From f62d7f3e857a63e38976aef7135e6cae825d2401 Mon Sep 17 00:00:00 2001
From: Andrew Kern <adkern@uoregon.edu>
Date: Tue, 16 Dec 2025 20:06:31 -0800
Subject: [PATCH 2/7] Enable SIMD path for 2D spatial interaction kernels
 (except Fixed)

Modify FillSparseVectorForReceiverStrengths() to use the two-pass
distance-then-transform path for most kernel types in 2D, enabling
SIMD optimizations for Exponential and Normal kernels. The Fixed
kernel retains the original single-pass special-case path since it
doesn't benefit from SIMD (just assigns a constant).

Benchmarks show 22% overall speedup at high neighbor counts (~2200),
with Exponential and Normal kernels seeing 38-42% improvement.
---
 core/interaction_type.cpp | 25 ++++++++++++++++++++-----
 1 file changed, 20 insertions(+), 5 deletions(-)

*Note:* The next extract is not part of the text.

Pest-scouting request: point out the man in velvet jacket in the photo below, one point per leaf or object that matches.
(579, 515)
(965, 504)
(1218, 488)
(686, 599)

diff --git a/core/interaction_type.cpp b/core/interaction_type.cpp
index 1433e12c..8215c700 100755
--- a/core/interaction_type.cpp
+++ b/core/interaction_type.cpp
@@ -2847,12 +2847,26 @@ void InteractionType::FillSparseVectorForReceiverStrengths(SparseVector *sv, Ind
 		// Figure out what index in the exerter subpopulation, if any, needs to be excluded so self-interaction is zero
 		slim_popsize_t excluded_index = (exerter_subpop == receiver->subpopulation_) ? receiver->index_ : -1;
 		
-		// We special-case some builds directly to strength values here, for efficiency,
-		// with no callbacks and spatiality "xy".
+		// We special-case Fixed kernel builds directly to strength values here, for efficiency,
+		// with no callbacks and spatiality "xy". Other kernels use the two-pass path below
+		// which enables SIMD optimizations for Exponential and Normal kernels.
+		// ADK 12/16/2025: changed to only use special-case path for Fixed kernel
+		if ((interaction_callbacks.size() == 0) && (spatiality_ == 2) && (if_type_ == SpatialKernelType::kFixed))
+		{
+			sv->SetDataType(SparseVectorDataType::kStrengths);
+			BuildSV_Strengths_f_2(kd_root, receiver_position, excluded_index, sv, 0);
+			sv->Finished();
+			return;
+		}
+
+		// ADK 12/16/2025: The original switch below handled all kernel types in the special-case
+		// single-pass path. Now only Fixed uses the special path above; other kernels fall
+		// through to the two-pass distance-then-transform path, enabling SIMD optimizations.
+#if 0
 		if ((interaction_callbacks.size() == 0) && (spatiality_ == 2))
 		{
 			sv->SetDataType(SparseVectorDataType::kStrengths);
-			
+
 			switch (if_type_)
 			{
 				case SpatialKernelType::kFixed:			BuildSV_Strengths_f_2(kd_root, receiver_position, excluded_index, sv, 0); break;
@@ -2864,11 +2878,12 @@ void InteractionType::FillSparseVectorForReceiverStrengths(SparseVector *sv, Ind
 				default:
 					EIDOS_TERMINATION << "ERROR (InteractionType::FillSparseVectorForReceiverStrengths): (internal error) unoptimized SpatialKernelType value." << EidosTerminate();
 			}
-			
+
 			sv->Finished();
 			return;
 		}
-		
+#endif
+
 		// Set up to build distances first; this is an internal implementation detail, so we require the sparse vector set up for strengths above
 		sv->SetDataType(SparseVectorDataType::kDistances);
 		

From 9bbd5fad5ece9bfe8a598eb7ca567e1fb89f45d1 Mon Sep 17 00:00:00 2001
From: Andrew Kern <adkern@uoregon.edu>
Date: Tue, 16 Dec 2025 20:21:16 -0800
Subject: [PATCH 3/7] Add SIMD acceleration for Student's T spatial interaction
 kernel

Add SLEEF pow() function support (Sleef_powf8_u10avx2 for AVX2,
Sleef_powf4_u10advsimd for NEON) and implement tdist_kernel_float32()
to vectorize the Student's T distribution kernel calculation.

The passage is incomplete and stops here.